The Brahmapuram solid waste treatment facility and its adjunct dumping area, reportedly spread over 100 acres of municipal land in Kochi’s suburbs, only happens to be one of the over 3000 landfills or urban trash dumping grounds spread across the country, also home to the world’s largest population.  

Kochi, which had a population of over 6 lakhs in 2018, as per some estimates, has grown to close to 20 lakhs in 2022 matching the city’s rapidly expanding commercial landscape and inclusion of adjoining municipalities like Thrikkakara, Thripunithura, Kalamassery, Eloor, Maradu, and Aluva into the metropolitan area. The Brahmapuram treatment plant and landfill were supposed to absorb this expansive effluent mass. 

Considering that environment- and hygiene-conscious Keralites, particularly those in the urban centres, have always been resistant to dumping grounds in their suburbs and mofussil fringes, the Brahmapuram project seems to have gained public legitimacy supposedly because a waste-to-energy plant, costing over 350 crores, was also to come up at the site and gobble up all the solid waste.

While a robust system is claimed to be in place under the local self-governing bodies to handle the biodegradable waste following their effective segregation, it was assumed that the waste-to-energy plant will optimally use the solid waste to generate power besides the refuse-derived fuel.

Well-intentioned plans though need not always lead to effective implementation on the ground. While the waste-to-energy plant seems nowhere in sight and may not be expected be operational in the next two years, at least, it is also reported that only a small amount of the collected waste has been effectively treated at the treatment facility. As a result, new waste, arriving daily in hundreds of tonnes, has supposedly been heaped over the legacy waste. 

It is only a matter of time before a dump heap turns into a trash mountain, as illustrated in the landfills of Ghazipur, Bhalswa and Okhla that have become eyesores for the National Capital Region, with gaseous explosions and major fire outbreaks witnessed many times in recent years.  

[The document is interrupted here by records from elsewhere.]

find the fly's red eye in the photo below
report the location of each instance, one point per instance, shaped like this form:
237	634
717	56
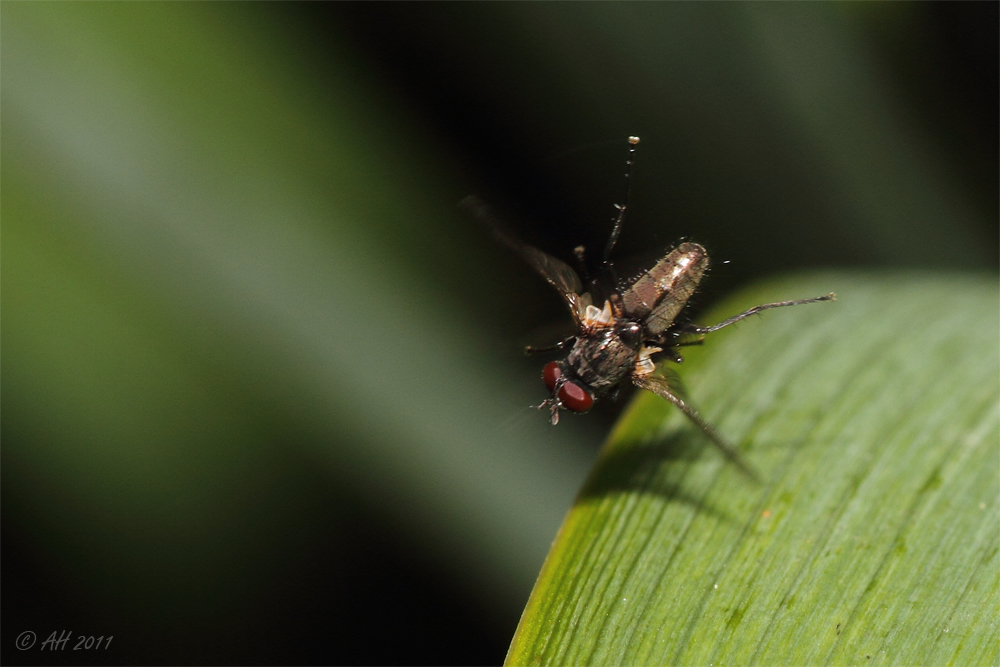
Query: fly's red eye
550	374
575	397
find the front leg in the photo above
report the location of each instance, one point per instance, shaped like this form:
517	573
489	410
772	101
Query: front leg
561	345
695	329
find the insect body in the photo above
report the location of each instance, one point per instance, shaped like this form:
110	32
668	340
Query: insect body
615	342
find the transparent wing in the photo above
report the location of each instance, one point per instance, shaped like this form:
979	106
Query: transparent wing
559	274
670	389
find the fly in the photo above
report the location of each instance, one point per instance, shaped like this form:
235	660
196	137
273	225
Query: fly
622	339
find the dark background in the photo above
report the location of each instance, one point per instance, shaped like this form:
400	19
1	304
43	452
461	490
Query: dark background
781	137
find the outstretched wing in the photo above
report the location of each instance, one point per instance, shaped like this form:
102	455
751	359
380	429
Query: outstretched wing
659	295
661	386
559	274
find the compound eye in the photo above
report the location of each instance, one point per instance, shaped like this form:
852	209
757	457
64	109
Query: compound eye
550	374
575	398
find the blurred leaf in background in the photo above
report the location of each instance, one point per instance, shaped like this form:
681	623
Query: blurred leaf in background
263	399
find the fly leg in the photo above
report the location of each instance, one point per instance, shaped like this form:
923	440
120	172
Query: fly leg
661	388
561	345
694	329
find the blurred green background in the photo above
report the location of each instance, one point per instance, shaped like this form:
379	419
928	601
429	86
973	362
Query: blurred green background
263	393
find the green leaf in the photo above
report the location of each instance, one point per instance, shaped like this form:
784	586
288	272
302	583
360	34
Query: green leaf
873	538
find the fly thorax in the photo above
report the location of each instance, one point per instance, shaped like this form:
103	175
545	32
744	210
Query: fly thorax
603	359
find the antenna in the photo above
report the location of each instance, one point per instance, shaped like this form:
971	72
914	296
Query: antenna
620	218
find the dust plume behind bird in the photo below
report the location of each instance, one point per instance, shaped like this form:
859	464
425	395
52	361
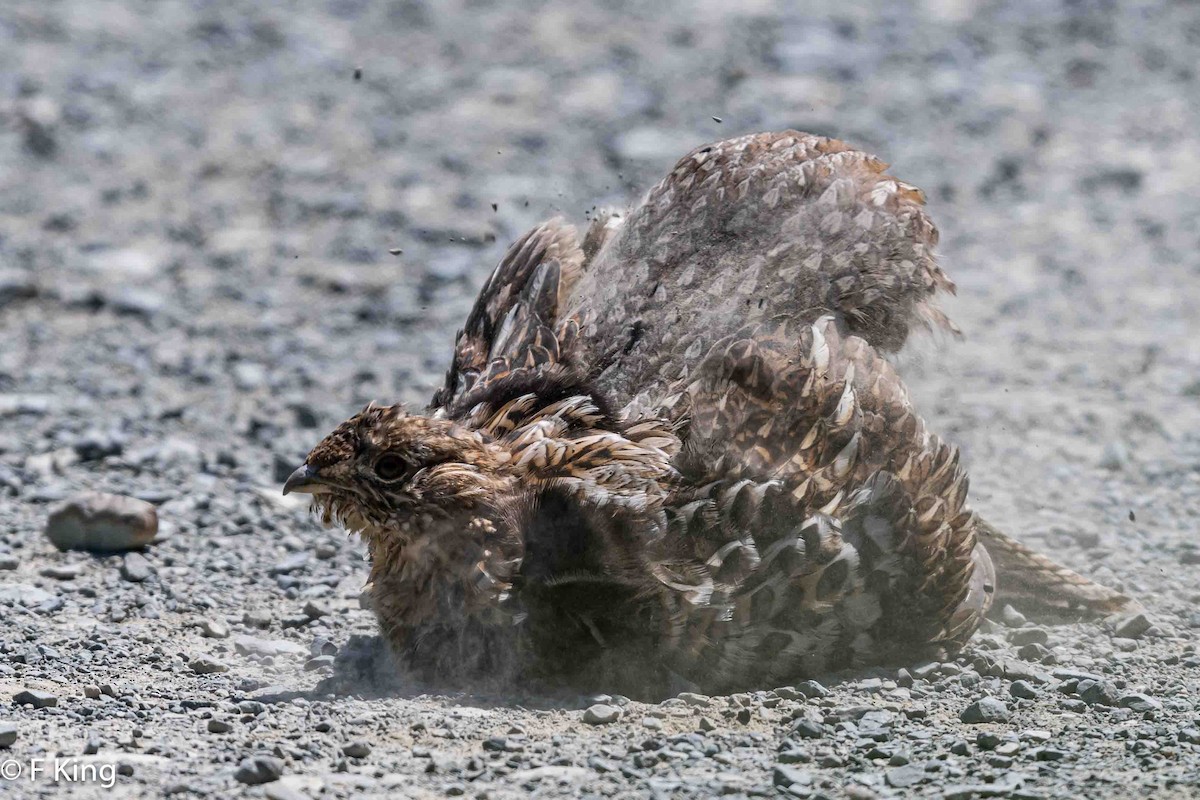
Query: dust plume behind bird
672	451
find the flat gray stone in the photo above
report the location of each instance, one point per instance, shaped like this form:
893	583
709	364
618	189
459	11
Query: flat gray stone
37	698
985	709
251	645
102	523
7	734
601	714
259	769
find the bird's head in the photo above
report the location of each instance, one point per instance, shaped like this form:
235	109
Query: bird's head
389	470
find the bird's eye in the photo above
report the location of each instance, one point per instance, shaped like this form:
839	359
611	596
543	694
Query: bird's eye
389	467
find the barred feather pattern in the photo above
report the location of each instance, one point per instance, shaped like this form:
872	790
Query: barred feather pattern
676	447
822	527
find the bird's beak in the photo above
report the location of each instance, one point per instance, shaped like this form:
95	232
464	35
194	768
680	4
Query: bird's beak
305	480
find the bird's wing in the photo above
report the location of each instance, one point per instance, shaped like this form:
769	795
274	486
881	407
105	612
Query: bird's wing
516	322
823	525
761	227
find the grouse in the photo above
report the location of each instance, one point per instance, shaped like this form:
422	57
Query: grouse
672	452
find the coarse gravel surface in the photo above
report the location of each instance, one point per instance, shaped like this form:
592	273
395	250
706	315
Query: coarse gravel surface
197	204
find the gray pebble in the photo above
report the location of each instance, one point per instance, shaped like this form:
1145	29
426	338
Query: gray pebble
135	567
37	698
357	750
258	769
1139	702
1012	618
1024	690
207	666
102	523
64	571
1098	693
811	689
214	630
1029	636
252	645
905	776
985	709
1132	626
601	714
7	734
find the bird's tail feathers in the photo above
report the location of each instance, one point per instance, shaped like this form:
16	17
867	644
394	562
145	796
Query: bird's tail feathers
1031	582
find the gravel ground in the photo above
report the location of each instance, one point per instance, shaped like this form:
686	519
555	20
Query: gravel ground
197	202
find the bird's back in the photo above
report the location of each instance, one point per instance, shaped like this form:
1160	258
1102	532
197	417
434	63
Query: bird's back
772	226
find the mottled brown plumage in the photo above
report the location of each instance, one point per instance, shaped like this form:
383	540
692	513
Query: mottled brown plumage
673	449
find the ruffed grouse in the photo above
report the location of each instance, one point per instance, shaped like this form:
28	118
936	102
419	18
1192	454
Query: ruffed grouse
672	450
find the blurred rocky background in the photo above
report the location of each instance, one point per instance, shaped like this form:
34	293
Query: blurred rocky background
199	202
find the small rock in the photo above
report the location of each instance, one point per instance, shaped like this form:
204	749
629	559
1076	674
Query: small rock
291	564
807	728
811	689
7	734
313	609
1012	618
102	523
63	571
1132	626
249	376
1099	692
259	769
250	645
1023	690
1029	636
785	775
136	301
214	630
135	567
37	698
318	662
905	776
207	666
1139	703
601	714
357	750
985	709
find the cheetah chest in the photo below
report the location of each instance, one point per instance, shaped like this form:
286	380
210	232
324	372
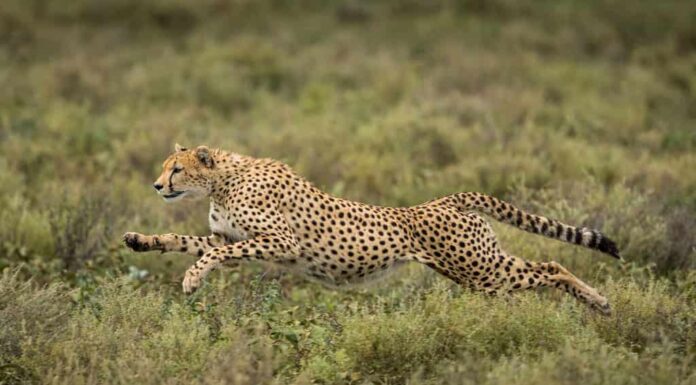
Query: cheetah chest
222	222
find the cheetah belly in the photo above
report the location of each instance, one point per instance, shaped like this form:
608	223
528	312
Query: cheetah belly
314	271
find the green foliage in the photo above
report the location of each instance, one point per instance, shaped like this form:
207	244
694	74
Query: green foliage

If Brahmapuram is a repetition of the landfill perils witnessed in the NCR, this also happens to be the story around every major Indian city and metropolis where urban refuse, litter and sewage happens to be a daily problem that city planners and administrators overlook or sidestep in the absence of visionary strategies.  

Tinted-glass cities unable to handle their refuse

The transformation from a socialist development model to a market-oriented system entailed that profit, more than social responsibility, could define the planning and execution principles for urban development projects. Hence, we are witness to Indian cities being bombarded by housing condominiums and commercial megastructures with gay abandon and little consideration imparted to the local ecology, groundwater conditions or other environmental factors. Neither does any of the cities seem to be backed by robust and sustainable waste management infrastructure. 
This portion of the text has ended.